Pre-made decisions solve a different problem. They remove the negotiation. When designed well, they don’t ask you to be strong. They make the next action obvious and the wrong action hard.
Here is the practical way to design them so they actually work when you are tired, bored, or tempted.
WHAT A PRE-MADE DECISION REALLY DOES
A pre-made decision replaces a future moment of choice with a simple script.
It answers four things in advance:
- when to act
- where to act
- what to do first
- when to stop
This matters because attention and emotion change across the day. Tired brains look for easy dopamine. They drift toward checking, snacking, and switching.

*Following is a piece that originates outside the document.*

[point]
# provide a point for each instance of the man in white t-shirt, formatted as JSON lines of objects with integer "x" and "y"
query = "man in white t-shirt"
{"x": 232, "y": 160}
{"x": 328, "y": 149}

A good system assumes that. It runs even when you do not feel like it.
THE CORE PRINCIPLES
Effective pre-made decision systems share four traits:
- specificity
- completeness
- consistency
- physicality
If any one is missing, the “decision” returns at the worst moment.
SPECIFICITY
Vague plans create room for debate. Debate invites delay.
Make the system binary and exact. Use if–then language.
- Too vague: “Work on the report in the morning.”
- Specific: “At 9:00, at the desk by the window, open Report.docx, write 300 words before checking anything.”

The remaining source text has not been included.